Belediyeleri görevlerini yapmaya çağıran mülk sahipler,”Binalar nerdeyse yıkılmak üzere. Adeta dökülüyorlar, belediyelerin yaptığı binalara girmek yasak tabelası asmak.

Adliye inşaatı başlayınca umutlanmıştık, yaklaşık 8 yıldır olumlu gelişme yok. İnsanlar büro yapılabilir düşüncesiyle evlerini satılığa çıkarsa da alan olmadı. Günün kullanım anlayışı değiştiği için artık eskinin yüzüne dönüp bakan yok. Eski binanın bakımı çok masraflı, destek olmazsa tamirat yapmak mümkün değil. Belediyeleri gerekli projeleri hazırlayıp tarihi yapıları kurtarmaya çağırıyor…”görüşlerini dile getiriyorlar.

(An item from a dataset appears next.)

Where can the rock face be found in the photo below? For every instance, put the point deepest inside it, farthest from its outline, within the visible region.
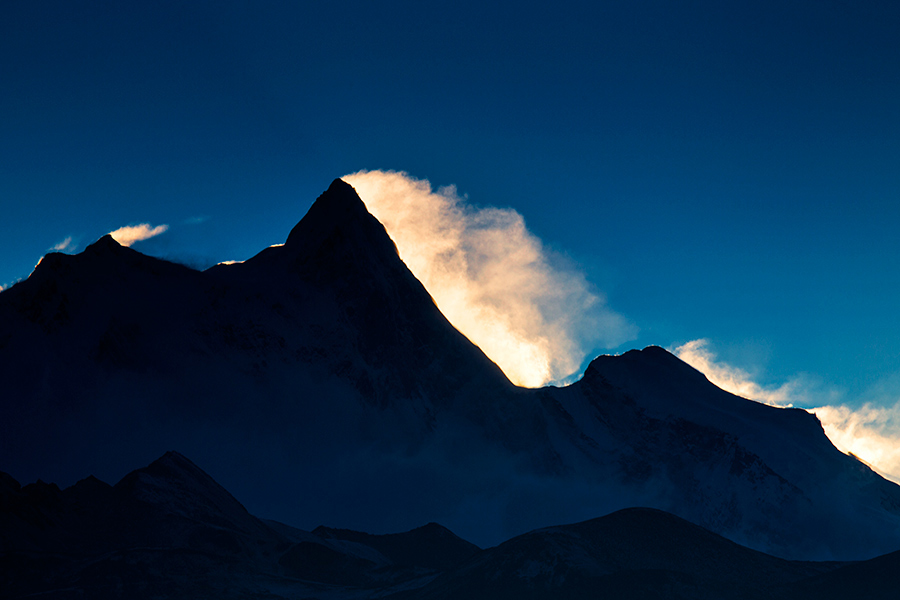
(170, 531)
(319, 382)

Diğer yandan mülk sahiplerinin paralelinde düşünen teknik çevreler, olaydan sorumlu belediyelerin sit kapsamındaki yapılara yasak tabelası asmak yerine tarihi ve kültürel dokunun korunması için kamunun el atmasının şart olduğuna dikkat çekiyorlar.